Q: What story do you want to convey to your brand?

a: I think comprehensive solutions are an opportunity to see cannabis from a black female voice. We are the keepers of our community. If there is an impact and disruption of the family, then this disturbance is usually on the part of the woman.

In it, there is a lot of stigma in the use of cannabis. I hope to reduce stigmas because so many people use cannabis for a variety of reasons, whether it is to medically deal with any physical, mental or other related ailments or a spiritual and recreational use, I believe providing a female voice in a male-dominated setting always gives light and opportunity different.

I am a mother.

Ensure that the product is safe and responsible in the foreground. We want to make sure that the cannabis we bring to market is diversified. Many cannabis entrepreneurs are not recognized because they are unable to expand the market. They have no chance of exposure. This is one of the things that comprehensive solutions will offer – a diverse range and shelving space.

I think having a woman–and black women who understand both sides–whether it’s business or infrastructure for what’s needed, I often realize there wasn’t a lot of product geared toward me.

We love a good bag. I have women who look at curated cannabis with the same level of sophistication, but it is not presented to us.

Those proverbs are cross-sectional and diverse, not single ethnic. We all love fashion, we all love art. We are sitting in a beautiful jazz restaurant where people are connoisseurs and jazz comes from different walks of life.

In providing that shared life and respect for the plant and working with operators in the market that are so sophisticated to give comprehensive solutions what you need, I think it would be a great opportunity.

Q: What about municipal pullouts who don’t want to be part of the industry?

a: I think these are ongoing discussions. Back to education. Understand what some of the concerns are and make this disclosure.

Form a committee, leave your concerns behind. Ask the committee to provide education and exposure systematically.

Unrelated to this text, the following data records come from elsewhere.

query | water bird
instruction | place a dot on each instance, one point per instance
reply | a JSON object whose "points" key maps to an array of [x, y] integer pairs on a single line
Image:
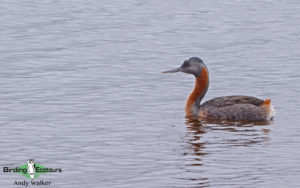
{"points": [[236, 107]]}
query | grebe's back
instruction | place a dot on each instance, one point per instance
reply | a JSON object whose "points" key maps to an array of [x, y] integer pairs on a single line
{"points": [[237, 108]]}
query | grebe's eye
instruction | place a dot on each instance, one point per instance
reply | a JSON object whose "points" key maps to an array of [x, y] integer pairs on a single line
{"points": [[185, 63]]}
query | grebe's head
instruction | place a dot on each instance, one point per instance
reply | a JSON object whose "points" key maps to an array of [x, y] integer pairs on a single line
{"points": [[193, 66]]}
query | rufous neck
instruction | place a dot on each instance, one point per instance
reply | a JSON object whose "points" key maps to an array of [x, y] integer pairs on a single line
{"points": [[193, 102]]}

Travel. I think sometimes when people are afraid of something, it’s because they are not aware of it.

You are doing something that is a hindrance by depriving your residents of that opportunity. They now have to go to other cities, municipalities and regions to engage in the cannabis trade.

Just because people choose to opt out, that doesn’t make it unsubscribe forever. There is still opportunity for education.

Q: How would you describe your journey so far?

a: I’ve always felt that if we had the opportunity – as a small mover that could – we would be thrown off the tracks, unrecognized, but we don’t do it for the sake of recognition.

We do this to honor the factory for providing patience. A different approach to medicine to provide communities with a great place to come and interact. We want to remove the transactional link. Building relationships is important and I believe in building those relationships there will be a great opportunity to create a different brand.

Q: A lot of old operators are still skeptical that legal cannabis includes them, what do you think about that?

a: It’s about leading by example. It’s about having a conversation where you meet people wherever they are. Have conversations about the value of why people are in the old market for economic sustainability. If confinement occurs, product malfunctions, when you are locked up, you and your family do not save.

You have a chance in the legal market.

You are building a business that you can legally go through. One of the things people of color do not have is the generational wealth. This is an opportunity to create a generational wealth that we can pass on to our children. You cannot leave something illegal to your children.

Q: How does it feel in the American context to sit in a jazz club and talk about legal cannabis sales?

a: This is madness. I think it’s the American dream. Living the best American dream. I always say our ancestors cheer, my mother, my father in Zion smile. To sit here, now as a cannabis operator in my state is great.